Notre-Dame-des-Landes : Qui aura le droit de rester ?
Les négociations avec l’État ont débuté mais s’annoncent longues et périlleuses, alors que plane la menace des expulsions.
dans l’hebdo N° 1496 Acheter ce numéro
Dialoguer et privilégier l’agriculture. Voici le double sésame trouvé par le gouvernement pour apparaître comme le sauveur du bocage de Notre-Dame-des-Landes. « Je suis là pour tendre la main à des personnes parfois en situation d’illégalité, mais qui ont envie de revenir dans l’État de droit par l’agriculture », a lancé Sébastien Lecornu, secrétaire d’État à la Transition écologique et solidaire, lors de son exercice de communication. Un premier comité de pilotage s’est réuni le 19 mars autour de la préfète de la région Pays de la Loire et de la Loire-Atlantique, Nicole Klein, la pièce maîtresse de cette stratégie de l’apaisement. Pourtant, la délégation commune du mouvement d’opposition à l’ex-projet d’aéroport n’a pas été conviée. L’Acipa [1] a donc décliné l’invitation. Un premier faux pas à moitié réparé par Sébastien Lecornu, qui s’est entretenu avec la délégation du mouvement lors de sa venue.

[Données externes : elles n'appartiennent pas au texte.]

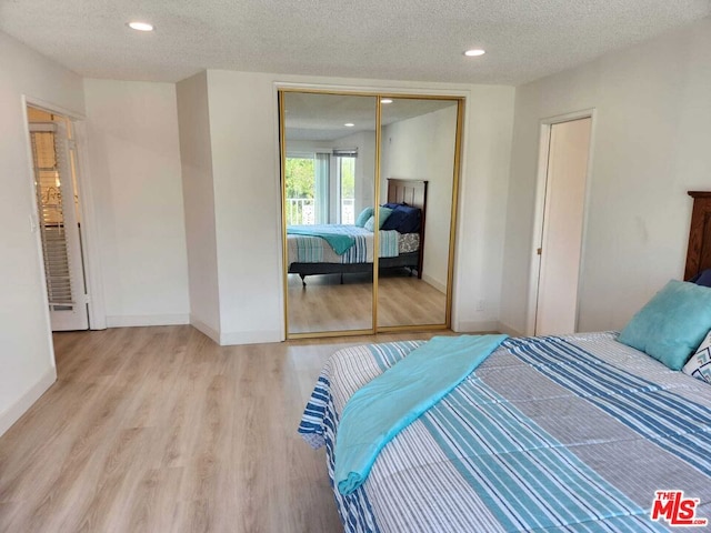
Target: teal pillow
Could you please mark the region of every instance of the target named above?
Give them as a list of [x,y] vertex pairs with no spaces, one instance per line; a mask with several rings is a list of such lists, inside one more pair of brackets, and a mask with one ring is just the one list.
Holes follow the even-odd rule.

À l’issue des premières discussions, la préfète a acté la nécessité d’entamer un diagnostic environnemental et agronomique de la zone. Ce dernier point risque de se compliquer avec l’arrivée de l’Association pour le maintien des exploitations légales sur l’ancienne zone aéroportuaire (Amelaza), autour des agriculteurs ayant accepté l’indemnisation en échange de l’abandon de leurs terres et qui veulent maintenant les récupérer. Signe positif : les interlocuteurs étatiques semblent (enfin) comprendre qu’un tissu rural implique d’autres acteurs que les agriculteurs. Un espoir pour la bibliothèque, les activités artisanales et la vente directe. Mais l’idée d’une gestion collective des 1 650 hectares par une association née de l’Assemblée des usages de la ZAD a été balayée.

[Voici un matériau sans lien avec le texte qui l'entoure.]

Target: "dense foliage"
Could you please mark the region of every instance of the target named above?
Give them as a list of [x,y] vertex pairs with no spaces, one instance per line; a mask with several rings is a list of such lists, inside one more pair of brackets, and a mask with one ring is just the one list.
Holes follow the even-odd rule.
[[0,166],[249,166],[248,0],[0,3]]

La solution avancée par la préfète : les conventions d’occupation précaire. « Le mouvement et les habitants ne veulent pas entendre parler de conventions individualisées par lieu ou par personne, mais veulent une convention globale », précise Françoise Verchère, du Cedpa, l’association des élus s’opposant à l’aéroport. Concernant les divers habitats à préserver, Dominique Lebreton, agriculteur membre du mouvement anti-aéroport et de la Confédération paysanne, met en avant les déjà « nombreuses démolitions de villages par l’État pendant la période de lutte ».
Les expériences menées à Notre-Dame-des-Landes se démarquent franchement du modèle agricole conventionnel. « Les autorités estiment que la légalité se résume à payer du fermage, l’électricité, l’eau et être inscrit à la MSA pour les activités agricoles, décrypte Dominique Lebreton. Et du côté de la FNSEA, ils ne peuvent pas concevoir qu’on développe un projet agricole sans être un professionnel, sans intégrer la nécessité d’avoir tel revenu par an. Selon eux, les “vrais agriculteurs” sont des chefs d’entreprise. »
La date fatidique de la fin de la trêve hivernale – le 31 mars – approche, et avec elle la menace des expulsions des habitats de la ZAD. Mais il semblerait que la notion de respect de l’État de droit n’ait pas la même signification pour tout le monde. « Tous les lieux considérés comme illégaux n’ont pas eu droit à la procédure officielle, certains n’ont pas eu de jugement. De plus, les expulsions avaient été prononcées au motif que les travaux devaient démarrer. Ce n’est plus le cas, donc nous pouvons imaginer des recours devant le juge d’exécution des peines pour avoir des délais », détaille Françoise Verchère. Une coalition de 25 avocats a signé une lettre officielle adressée au Premier ministre pour demander sur quels fondements légaux, et non politiques, se fondent ces expulsions prévues à compter du 1er avril.
Le mouvement d’opposition à l’ex-projet d’aéroport n’en est pas encore à la fracture, mais quelques fissures apparaissent. À commencer par le débat concernant la D281, dite « route des chicanes ». Le fait qu’elle soit rouverte à la circulation semble faire consensus dans les discussions internes, mais un noyau de résistance persiste à s’y opposer. Même si personne ne perd confiance pour le moment. L’autre risque concerne la multiplication des revendications, qui peuvent apparaître contradictoires pour quelques personnes, notamment les élus. « Par exemple, le maire de Notre-Dame-des-Landes ne pourra certainement pas à la fois revendiquer zéro expulsion en tant que membre du Cedpa, et demander un certain nombre de régularisations en tant que maire de commune », analyse Françoise Verchère.
[1] Association historique des opposants à l’ancien projet d’aéroport.